Per-symbol configuration

You set the margin mode on a per-symbol basis. For example, you might use Cross Margin for BTC-PERP and Isolated Margin for ETH-PERP. There is no account-wide toggle — each trading pair is configured independently.

Independent leverage

Each symbol can have different leverage settings under each margin mode. For example:
  • BTC-PERP Cross: 10x
  • BTC-PERP Isolated: 20x
  • ETH-PERP Isolated: 5x
The leverage you set in Isolated mode determines how much margin is required for that position. Higher leverage means less margin allocated (and a tighter liquidation price).

Dual positions on the same symbol

You can hold both a Cross position and an Isolated position on the same symbol at the same time. For example, you could open a Cross long and an Isolated short on ETH-PERP simultaneously. Each position has its own margin calculation and liquidation price — they are completely independent.

Risk isolation

If an Isolated position is liquidated, only the margin assigned to that position is lost. Your other positions and your account balance remain untouched. This is the core benefit of Isolated Margin: your worst-case loss on any single trade is known upfront.

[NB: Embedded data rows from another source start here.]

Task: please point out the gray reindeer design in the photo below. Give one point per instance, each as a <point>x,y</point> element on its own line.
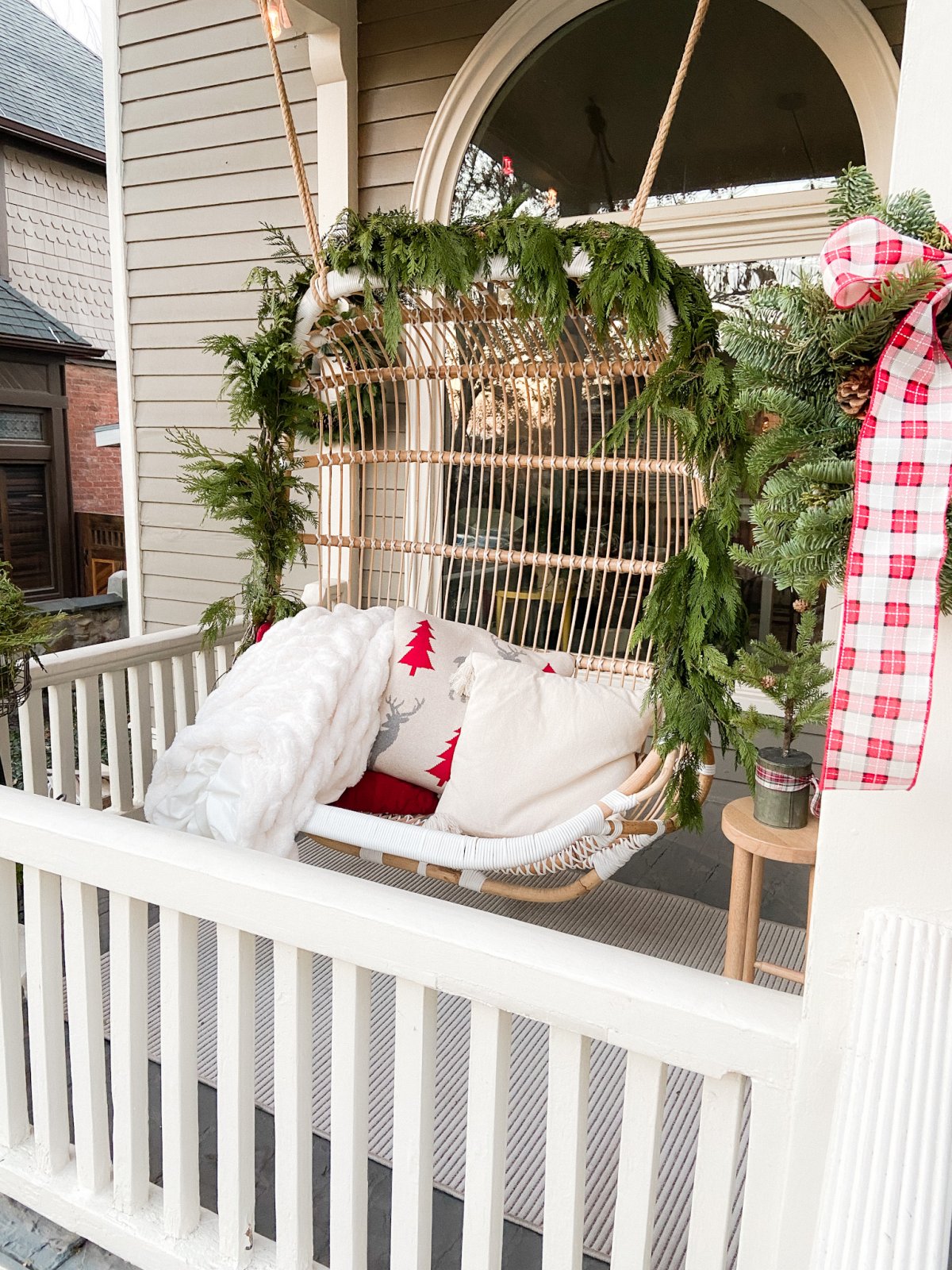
<point>391,725</point>
<point>508,652</point>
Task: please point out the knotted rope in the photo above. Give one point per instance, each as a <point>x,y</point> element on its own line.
<point>304,190</point>
<point>664,127</point>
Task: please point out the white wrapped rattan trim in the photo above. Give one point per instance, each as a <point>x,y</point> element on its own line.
<point>454,850</point>
<point>351,283</point>
<point>609,860</point>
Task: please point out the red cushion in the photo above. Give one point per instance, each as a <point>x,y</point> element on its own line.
<point>378,794</point>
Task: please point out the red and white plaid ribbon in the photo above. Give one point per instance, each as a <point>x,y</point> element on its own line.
<point>882,690</point>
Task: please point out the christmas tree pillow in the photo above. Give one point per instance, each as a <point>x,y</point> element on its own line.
<point>422,711</point>
<point>536,749</point>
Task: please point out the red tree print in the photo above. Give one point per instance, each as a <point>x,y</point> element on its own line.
<point>418,651</point>
<point>446,761</point>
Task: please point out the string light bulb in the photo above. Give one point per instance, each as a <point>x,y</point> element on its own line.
<point>278,18</point>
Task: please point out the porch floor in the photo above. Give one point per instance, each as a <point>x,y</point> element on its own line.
<point>674,911</point>
<point>643,920</point>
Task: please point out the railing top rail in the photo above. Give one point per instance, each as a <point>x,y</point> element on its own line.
<point>672,1013</point>
<point>117,654</point>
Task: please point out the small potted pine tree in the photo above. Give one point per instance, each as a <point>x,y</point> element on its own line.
<point>793,681</point>
<point>22,632</point>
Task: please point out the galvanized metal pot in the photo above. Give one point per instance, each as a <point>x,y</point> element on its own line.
<point>782,787</point>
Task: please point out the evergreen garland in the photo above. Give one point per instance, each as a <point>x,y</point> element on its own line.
<point>793,679</point>
<point>795,352</point>
<point>259,488</point>
<point>696,605</point>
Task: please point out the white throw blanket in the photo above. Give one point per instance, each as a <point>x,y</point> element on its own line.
<point>289,728</point>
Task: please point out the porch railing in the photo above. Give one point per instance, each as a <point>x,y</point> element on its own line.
<point>122,702</point>
<point>658,1013</point>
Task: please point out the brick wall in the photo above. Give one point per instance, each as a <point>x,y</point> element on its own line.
<point>95,471</point>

When to Use Isolated Margin

ScenarioWhy Isolated Margin helps
High-leverage speculationCap your maximum loss without putting your core positions at risk
Multi-strategy tradingRun different strategies on different pairs with no risk bleed-through
Experimental tradesTest a thesis on a volatile asset without exposing your whole account
Defined-risk setupsKnow exactly how much you can lose before you enter the trade

Default Behavior

All symbols default to Cross Margin unless you explicitly switch them to Isolated. If you have never changed your margin mode, your experience is unchanged — existing positions and orders continue to work exactly as before.
Switching a symbol’s margin mode is only possible when you have no open positions or pending orders on that symbol in the current mode.